M&A deals in European web hosting rose from about 30 in 2015 to 76 in 2021. Then there was a correction: 55 in 2022, 39 in 2023, 57 in 2024, and 47 in 2025. Not a dead market. There are still more deals than a decade ago. But the peak of 2021 is distant.

YearEstimated M&A Deals in European Web Hosting
201530
201631
201730
201842
201949
202054
202176
202255
202339
202457
202547

Two reasons explain this moderation: First, financial considerations—higher interest rates, lower multiples, and greater technological uncertainty—lead to more disciplined valuation. Second, the industry itself has fewer sizable medium assets available after twenty years of acquisitions. Large independent players like Dinahosting in Spain are still around not because of lack of options but because they’ve chosen not to sell.

For small to medium hosts, the dilemma hardens. Competing solely will require investing in automation, AI, support, security, user experience, or new deployment layers. Selling might make sense if integrated into a platform capable of supporting those investments. Staying stuck in the middle, without scale or a different proposal, is increasingly pointless.

Cash flow remains the main attraction

Perhaps the most important insight is not the fall in valuations but the transition to cash flow. GoDaddy generated EBITDA of $1.312 billion LTM and free cash flow of $1.442 billion in the same period, according to shared analysis. When free cash flow exceeds EBITDA, it typically indicates a very favorable working capital dynamic: customers paying in advance, low capital expenditure needs, and a subscription model with low churn.
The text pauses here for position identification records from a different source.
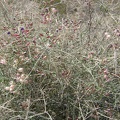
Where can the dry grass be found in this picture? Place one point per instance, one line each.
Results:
(56, 66)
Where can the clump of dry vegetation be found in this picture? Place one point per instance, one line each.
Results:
(59, 60)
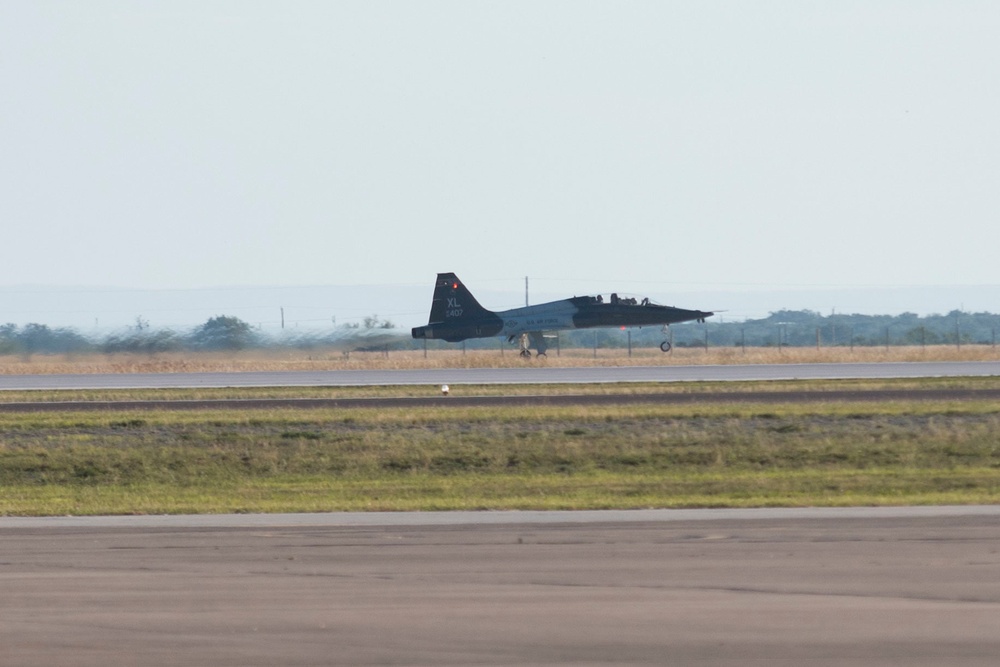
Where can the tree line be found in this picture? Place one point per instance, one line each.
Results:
(792, 328)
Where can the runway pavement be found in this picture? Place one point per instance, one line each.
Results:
(913, 586)
(526, 375)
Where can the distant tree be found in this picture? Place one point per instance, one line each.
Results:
(373, 322)
(223, 333)
(142, 342)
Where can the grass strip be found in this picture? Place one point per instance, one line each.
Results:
(730, 455)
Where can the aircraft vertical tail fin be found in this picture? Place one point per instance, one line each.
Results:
(453, 301)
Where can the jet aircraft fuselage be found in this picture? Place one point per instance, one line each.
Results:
(457, 316)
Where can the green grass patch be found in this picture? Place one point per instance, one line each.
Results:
(542, 457)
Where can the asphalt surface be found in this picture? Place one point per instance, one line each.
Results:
(535, 374)
(902, 586)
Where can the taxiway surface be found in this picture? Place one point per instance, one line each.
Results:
(914, 586)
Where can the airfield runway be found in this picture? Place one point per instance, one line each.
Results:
(852, 586)
(913, 586)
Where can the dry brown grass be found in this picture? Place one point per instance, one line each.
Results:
(258, 360)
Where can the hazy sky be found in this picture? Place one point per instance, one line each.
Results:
(593, 145)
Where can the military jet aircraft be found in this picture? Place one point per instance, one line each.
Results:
(457, 316)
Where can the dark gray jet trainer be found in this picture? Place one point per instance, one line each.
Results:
(457, 316)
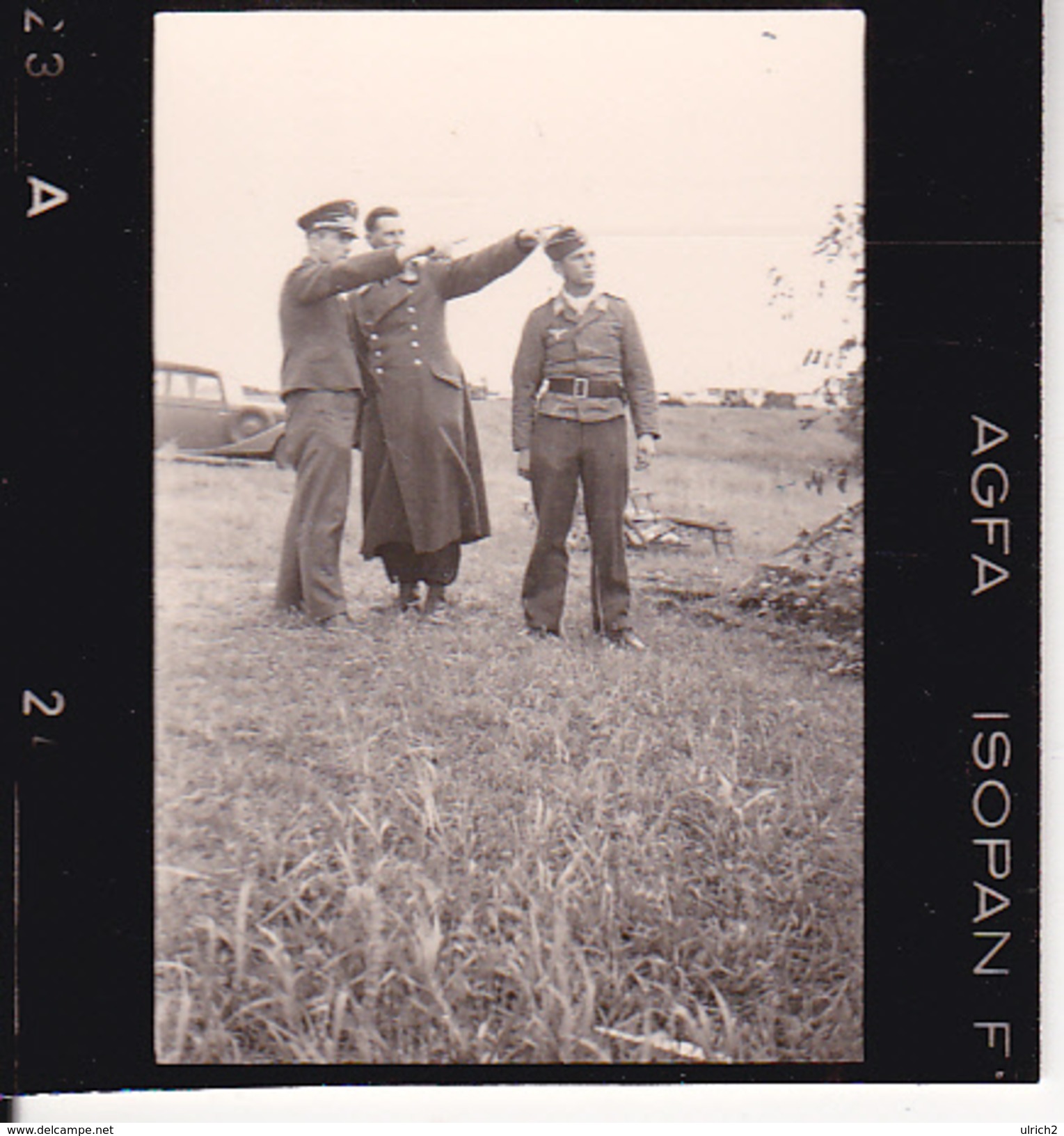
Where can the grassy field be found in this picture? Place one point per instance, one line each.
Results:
(449, 843)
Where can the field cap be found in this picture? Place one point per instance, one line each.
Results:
(564, 241)
(335, 215)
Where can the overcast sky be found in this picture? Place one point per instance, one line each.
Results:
(697, 149)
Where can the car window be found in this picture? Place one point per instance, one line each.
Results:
(206, 388)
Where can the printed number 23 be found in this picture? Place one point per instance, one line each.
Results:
(31, 702)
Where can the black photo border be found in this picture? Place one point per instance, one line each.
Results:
(954, 262)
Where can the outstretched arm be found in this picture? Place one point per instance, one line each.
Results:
(640, 384)
(314, 281)
(470, 274)
(527, 377)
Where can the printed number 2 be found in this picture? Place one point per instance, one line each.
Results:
(31, 702)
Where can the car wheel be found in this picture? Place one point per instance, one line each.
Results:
(249, 425)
Wix presents another interesting anomaly: negative EBITDA of $72 million over the last twelve months but $484 million in free cash flow. Tucows, with $24 million EBITDA and similar free cash flow, shows a near-complete conversion. IONOS is a partial exception, with $511 million EBITDA and $274 million free cash flow LTM, near 90% conversion in 2024.
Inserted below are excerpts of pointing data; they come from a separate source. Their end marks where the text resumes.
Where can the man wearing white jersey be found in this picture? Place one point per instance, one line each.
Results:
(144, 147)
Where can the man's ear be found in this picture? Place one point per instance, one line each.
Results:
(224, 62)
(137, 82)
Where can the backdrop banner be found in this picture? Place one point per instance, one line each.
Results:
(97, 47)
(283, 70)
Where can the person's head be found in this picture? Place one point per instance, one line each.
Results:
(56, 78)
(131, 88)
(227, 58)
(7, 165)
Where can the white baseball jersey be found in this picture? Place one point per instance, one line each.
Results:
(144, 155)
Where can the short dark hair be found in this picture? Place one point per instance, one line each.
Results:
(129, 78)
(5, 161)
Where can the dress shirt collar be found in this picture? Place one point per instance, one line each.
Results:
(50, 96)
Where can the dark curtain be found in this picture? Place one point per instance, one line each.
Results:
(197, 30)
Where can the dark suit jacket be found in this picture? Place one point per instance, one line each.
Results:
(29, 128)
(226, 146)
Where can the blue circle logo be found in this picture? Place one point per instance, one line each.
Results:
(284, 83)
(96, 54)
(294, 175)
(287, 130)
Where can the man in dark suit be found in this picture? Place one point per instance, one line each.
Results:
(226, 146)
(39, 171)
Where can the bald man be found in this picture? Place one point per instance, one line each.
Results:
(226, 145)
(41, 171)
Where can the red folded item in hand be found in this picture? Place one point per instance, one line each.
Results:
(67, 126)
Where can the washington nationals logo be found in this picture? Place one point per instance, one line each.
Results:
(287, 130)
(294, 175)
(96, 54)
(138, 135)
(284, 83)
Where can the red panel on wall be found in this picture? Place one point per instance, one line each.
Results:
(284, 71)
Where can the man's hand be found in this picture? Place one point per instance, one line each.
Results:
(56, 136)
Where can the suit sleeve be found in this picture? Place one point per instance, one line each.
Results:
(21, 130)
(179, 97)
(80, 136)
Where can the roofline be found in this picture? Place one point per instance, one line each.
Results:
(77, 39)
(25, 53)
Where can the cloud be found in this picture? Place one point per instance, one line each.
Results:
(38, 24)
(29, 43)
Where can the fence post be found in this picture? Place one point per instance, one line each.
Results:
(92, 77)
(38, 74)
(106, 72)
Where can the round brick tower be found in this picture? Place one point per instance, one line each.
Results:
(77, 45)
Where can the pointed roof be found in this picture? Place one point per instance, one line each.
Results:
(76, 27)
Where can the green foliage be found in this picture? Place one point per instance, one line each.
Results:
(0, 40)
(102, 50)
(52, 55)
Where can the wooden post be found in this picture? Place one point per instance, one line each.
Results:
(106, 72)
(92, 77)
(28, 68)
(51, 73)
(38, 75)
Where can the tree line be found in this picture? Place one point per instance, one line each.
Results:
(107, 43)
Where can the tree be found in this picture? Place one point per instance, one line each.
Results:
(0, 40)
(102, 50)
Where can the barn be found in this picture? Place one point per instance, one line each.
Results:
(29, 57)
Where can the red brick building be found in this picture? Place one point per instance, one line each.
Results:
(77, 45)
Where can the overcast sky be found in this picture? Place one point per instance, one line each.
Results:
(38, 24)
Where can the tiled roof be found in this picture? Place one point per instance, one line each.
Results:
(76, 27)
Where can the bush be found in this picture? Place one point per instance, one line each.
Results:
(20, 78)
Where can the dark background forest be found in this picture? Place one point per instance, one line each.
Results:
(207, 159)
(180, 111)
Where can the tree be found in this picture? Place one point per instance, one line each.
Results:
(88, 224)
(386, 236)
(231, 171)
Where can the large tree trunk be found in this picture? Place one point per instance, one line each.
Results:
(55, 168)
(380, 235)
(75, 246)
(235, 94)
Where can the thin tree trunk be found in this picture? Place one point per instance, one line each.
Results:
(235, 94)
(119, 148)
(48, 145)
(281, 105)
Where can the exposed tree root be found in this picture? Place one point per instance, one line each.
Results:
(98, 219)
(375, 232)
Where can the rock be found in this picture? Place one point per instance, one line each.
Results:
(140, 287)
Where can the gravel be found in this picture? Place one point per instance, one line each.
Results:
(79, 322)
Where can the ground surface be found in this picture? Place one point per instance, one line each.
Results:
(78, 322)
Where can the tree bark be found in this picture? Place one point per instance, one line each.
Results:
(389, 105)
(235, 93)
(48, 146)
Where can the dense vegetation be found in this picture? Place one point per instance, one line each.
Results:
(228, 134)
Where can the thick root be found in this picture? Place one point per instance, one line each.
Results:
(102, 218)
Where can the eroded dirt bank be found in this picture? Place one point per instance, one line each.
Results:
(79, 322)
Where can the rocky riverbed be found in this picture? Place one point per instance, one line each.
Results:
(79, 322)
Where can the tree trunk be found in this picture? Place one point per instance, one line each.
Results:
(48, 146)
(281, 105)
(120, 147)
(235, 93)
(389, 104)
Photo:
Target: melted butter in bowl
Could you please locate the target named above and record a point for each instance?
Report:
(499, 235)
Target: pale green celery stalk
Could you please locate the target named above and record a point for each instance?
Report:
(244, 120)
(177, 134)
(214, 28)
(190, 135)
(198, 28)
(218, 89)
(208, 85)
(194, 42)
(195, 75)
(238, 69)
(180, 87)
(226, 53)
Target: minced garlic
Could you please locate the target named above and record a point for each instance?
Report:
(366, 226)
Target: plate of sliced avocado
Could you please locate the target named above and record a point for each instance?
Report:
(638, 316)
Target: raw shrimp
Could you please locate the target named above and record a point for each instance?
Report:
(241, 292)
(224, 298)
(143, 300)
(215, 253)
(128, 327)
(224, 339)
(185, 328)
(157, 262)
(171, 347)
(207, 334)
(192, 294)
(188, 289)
These figures explain why hosting still attracts buyers. It might not be the most exciting business, but a portfolio of recurring, prepaid clients that requires minimal maintenance investment is highly valuable. Even if growth slows, cash flow sustains interest.

The next big market staple could be data centers, driven by AI, energy, and compute demand. But that doesn’t make hosting an worthless asset. It makes it a more mature business, with less organic expansion potential, more tension in customer acquisition, and the need to reinvent its value proposition.

Hosting survived the cloud because many SMBs didn’t want to manage infrastructure. It survived SaaS because domains, email, and websites remained basic needs. It will survive AI if it moves away from simply selling space and begins selling results: automated online presence, security, performance, maintenance, simple deployment, integration with business tools, and genuine support.

AI doesn’t kill hosting. It kills the hosting that believed renewing a plan was enough.

Frequently Asked Questions

Will AI end traditional hosting?
Not immediately. AI might slow new sign-ups for template-based or basic hosting models, but existing portfolios have low churn and inertia.

Why did GoDaddy and Wix stocks fall so much?
The market discounts the risk that AI will change web creation and devalue some traditional models. Wix is more exposed due to its heavy reliance on website builders.

Is M&A still active in European web hosting?
Yes. Deals declined from the 2021 peak but in 2025, there are still roughly 47 acquisitions, above 2015-2017 levels.

What makes a host attractive to buyers?
Recurring customer base, diversified clients, managed domains, upfront payments, low churn, and high EBITDA-to-cash conversion.

What should small and medium hosts do?
Focus on automation, AI, security, and managed services, or join bigger platforms. Remaining just as a basic provider will become more difficult.